TELÚRICA
Eu ainda vou rodar esse país inteiro,
virando, revirando cada pedra, cada galho,
cada rosto de mulher ou de menina
à procura dos teus traços, teus olhos,
tua pele, teus rastros ancestrais e vestígios.
Qualquer uma que se mova como ti,
que sorria com essas mesmas covas no rosto,
que se sente desabrochada como tu te sentas,
que apóie o queixo sobre o ombro,
que feche os olhos para sentir o vento,
auscultar o pôr do sol e os seus sussurros.
Qualquer uma que me traga algo de ti
eu vou amar; amar pelo chão, sobre as areias,
amar até montar dentro de mim uma sósia
completa, perfeita, capaz de preencher o oco
da tua ausência de todo e inteiramente.
Quero conhecer as pernas, as solas dos pés
das que cresceram pisando a mesma terra
e são filhas do mesmo sol que te dá sangue.

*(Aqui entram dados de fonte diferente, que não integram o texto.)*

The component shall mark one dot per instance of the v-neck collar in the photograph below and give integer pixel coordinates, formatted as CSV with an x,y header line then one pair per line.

Quero beber as suas bocas, os seus seios,
deitar com elas sobre o mesmo mar incessante
que se salga da tua pele desde niña e te conhece,
te desnuda, penetra as tuas roupas, teus Sagrados.
Morder o fruto, provar o tempero, a pimenta,
me embeber dos cheiros, dos sons, instrumentos;
acariciar o verde das folhas vivas, o verde telúrico
que emerge do lençol d’água para o toque da luz
e explode e plange no teu olhar de mel e esmeralda!

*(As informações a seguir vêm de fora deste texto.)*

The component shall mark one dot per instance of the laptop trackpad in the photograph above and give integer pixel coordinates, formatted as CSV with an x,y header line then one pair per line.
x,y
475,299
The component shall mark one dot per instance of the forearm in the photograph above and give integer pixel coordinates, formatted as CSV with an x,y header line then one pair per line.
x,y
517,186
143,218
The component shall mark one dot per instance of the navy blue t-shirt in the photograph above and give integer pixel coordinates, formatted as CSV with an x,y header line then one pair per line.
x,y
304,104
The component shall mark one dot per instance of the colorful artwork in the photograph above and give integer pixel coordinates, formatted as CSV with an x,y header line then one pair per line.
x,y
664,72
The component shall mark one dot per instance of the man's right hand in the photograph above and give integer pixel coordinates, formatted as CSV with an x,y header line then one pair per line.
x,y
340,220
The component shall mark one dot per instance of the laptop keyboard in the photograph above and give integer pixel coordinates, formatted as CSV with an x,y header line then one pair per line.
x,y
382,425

Ou te encontro a ti mesma, ou te roubo em todas
e em tudo que me toque a alma nessa tua terra!
Ai, talvez haja uma gêmea desgarrada… Não sei.
Alguém a quem dourar os cabelos só por fora,
e ensinar a ser princesa sem deixar de ser gata
borralheira e selvagem. Tão doce, tão simplesmente
fêmea, menina e pantera ensangüentada. Como tu.